In a file lib/jasminerice/spec_helper.rb, put the following code:

require "requirejs-rails"

module Jasminerice
  module SpecHelper
    include RequirejsHelper

    def spec_files
      Rails.application.assets.each_logical_path.select { |lp| lp =~ %r{^spec/.*\.js$} }
    end
  end
end

This will create a helper method spec_files which you can call in the Jasminerice runner view to automatically get all your specs, so you don't need to update the list of specs every time you add a new one.

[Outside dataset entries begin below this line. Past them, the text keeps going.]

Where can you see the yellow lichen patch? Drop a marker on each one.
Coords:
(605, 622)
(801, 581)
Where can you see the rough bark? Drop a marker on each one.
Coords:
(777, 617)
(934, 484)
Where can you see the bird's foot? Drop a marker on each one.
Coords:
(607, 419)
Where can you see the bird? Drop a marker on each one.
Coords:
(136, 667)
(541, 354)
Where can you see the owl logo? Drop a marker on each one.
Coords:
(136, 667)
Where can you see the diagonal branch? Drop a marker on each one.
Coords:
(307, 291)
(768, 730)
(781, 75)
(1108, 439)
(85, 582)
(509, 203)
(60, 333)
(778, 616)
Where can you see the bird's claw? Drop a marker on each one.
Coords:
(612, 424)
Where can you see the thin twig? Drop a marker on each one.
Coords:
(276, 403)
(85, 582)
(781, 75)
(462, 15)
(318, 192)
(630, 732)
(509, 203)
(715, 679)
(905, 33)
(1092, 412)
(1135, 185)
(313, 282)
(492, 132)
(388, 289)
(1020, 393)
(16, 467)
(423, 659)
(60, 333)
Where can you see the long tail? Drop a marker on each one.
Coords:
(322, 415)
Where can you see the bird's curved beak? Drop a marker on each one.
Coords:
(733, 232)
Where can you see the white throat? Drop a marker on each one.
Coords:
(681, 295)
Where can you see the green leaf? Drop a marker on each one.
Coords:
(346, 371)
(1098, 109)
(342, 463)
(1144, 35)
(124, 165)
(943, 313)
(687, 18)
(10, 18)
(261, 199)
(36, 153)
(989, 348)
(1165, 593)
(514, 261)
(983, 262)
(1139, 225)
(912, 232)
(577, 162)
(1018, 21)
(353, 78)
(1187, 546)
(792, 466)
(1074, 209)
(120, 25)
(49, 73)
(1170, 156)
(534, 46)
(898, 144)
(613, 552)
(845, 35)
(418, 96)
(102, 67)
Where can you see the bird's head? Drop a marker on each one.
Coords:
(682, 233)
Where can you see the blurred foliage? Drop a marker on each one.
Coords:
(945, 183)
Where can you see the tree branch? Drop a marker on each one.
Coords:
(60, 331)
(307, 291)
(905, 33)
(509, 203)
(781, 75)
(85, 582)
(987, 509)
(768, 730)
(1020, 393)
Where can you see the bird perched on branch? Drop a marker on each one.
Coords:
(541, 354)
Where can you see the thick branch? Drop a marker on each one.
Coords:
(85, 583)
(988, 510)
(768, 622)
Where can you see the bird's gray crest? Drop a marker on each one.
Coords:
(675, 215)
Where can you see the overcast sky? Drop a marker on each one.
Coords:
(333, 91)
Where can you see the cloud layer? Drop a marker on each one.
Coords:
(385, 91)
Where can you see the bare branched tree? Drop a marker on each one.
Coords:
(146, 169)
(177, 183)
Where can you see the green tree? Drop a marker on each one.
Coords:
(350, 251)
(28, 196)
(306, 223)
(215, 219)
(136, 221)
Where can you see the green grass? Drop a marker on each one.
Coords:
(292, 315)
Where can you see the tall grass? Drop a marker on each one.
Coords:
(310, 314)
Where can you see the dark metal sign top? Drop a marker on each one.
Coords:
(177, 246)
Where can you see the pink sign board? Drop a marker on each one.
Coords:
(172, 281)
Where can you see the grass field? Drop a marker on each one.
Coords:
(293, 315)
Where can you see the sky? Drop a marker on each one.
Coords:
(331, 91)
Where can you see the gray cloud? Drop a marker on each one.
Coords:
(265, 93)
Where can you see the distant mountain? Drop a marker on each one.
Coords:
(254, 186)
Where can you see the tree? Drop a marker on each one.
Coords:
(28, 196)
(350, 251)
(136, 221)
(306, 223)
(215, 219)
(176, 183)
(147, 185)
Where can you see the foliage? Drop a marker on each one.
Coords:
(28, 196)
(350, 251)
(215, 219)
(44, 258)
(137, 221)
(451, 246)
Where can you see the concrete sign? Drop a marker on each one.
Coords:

2. Override default Jasminerice index view

Create a view named app/views/jasminerice/spec/index.html.erb with the following:

<!doctype html>
<head>
  <title>Jasmine Spec Runner</title>
  <%= stylesheet_link_tag "jasmine", "spec" %>
  <%= requirejs_include_tag 'application' %>
  <%= javascript_include_tag "jasminerice", "spec", :debug => true %>
  <script>
    jasmine.rice.autoExecute = false;
    require([<%= spec_files.map { |f| "'#{f.sub(/\.js$/,'')}'" }.join(',').html_safe %>],
      function() { jasmine.getEnv().execute() },
      function(err) {
        var failedId = err.requireModules && err.requireModules[0];
        requirejs.undef(failedId);
        define(failedId, function() { return function() { console.debug(failedId + ': ' + err); null }; });
        require([ failedId ], function() {} );
      });
  </script>
  <%= csrf_meta_tags %>
</head>
<body>
</body>
</html>

This will require all the specs before running Jasmine (with jasmine.getEnv().execute()). I have an ugly hack in there to take the array of spec paths and generate an array of module names in quotes to pass to require.

I've also included an error callback in case there's a problem loading a module -- if you don't do this, your specs will hang when a module load fails. That's especially a problem when you're running them on the command line through guard-jasmine, which is what I do.

Unfortunately I haven't found a very good way to handle such errors -- here I write some info to console.debug and then required the failed module, returning an anonymous function in its place. This allows the specs to run but produces unpredictable results (which is better than no results). I've been struggling to find a better way to deal with this situation, suggestions would be much appreciated.

3. Write some specs

My Jasmine specs take the form:

define (require) ->
  MyModule = require 'my-module'
  # any other dependencies needed to test

  describe 'MyModule', ->

    it 'exists', ->
      expect(MyModule).toBeDefined()

etc. Note that all my testing dependencies (jasmine, sinon, jasmine-sinon, etc.) I load outside of require, in spec.js.coffee:

#=require sinon
#=require jasmine-sinon
#=require_tree ./helpers/

I put any other helper functions I need in the helpers directory.

4. Bonus

One other tip: if you have problems because your browser won't reload modules even when they change, I use a trick of adding a dummy argument with a timestamp so that the browser will always see a new file and correctly load it.

I created this function in ApplicationController which I load in a before filter:

before_filter :set_requirejs_config

def set_requirejs_config
  opts = { :urlArgs => "bust=#{Time.now.to_i}" }) if Rails.env == "development"
  Requirejs::Rails::Engine.config.requirejs.run_config.merge!(opts)
end

This adds a query param bust=... to the end of each module name if we're in development mode, so that we always reload modules and get the most up-to-date version. Somewhere there's a post on SO explaining how to do this in RequireJS, but to get it to work with requirejs-rails you have to put it into ApplicationController (and not config/requirejs.yml) so that it is loaded every time you load the page.

Hope that might provide some hints to anyone else using this configuration!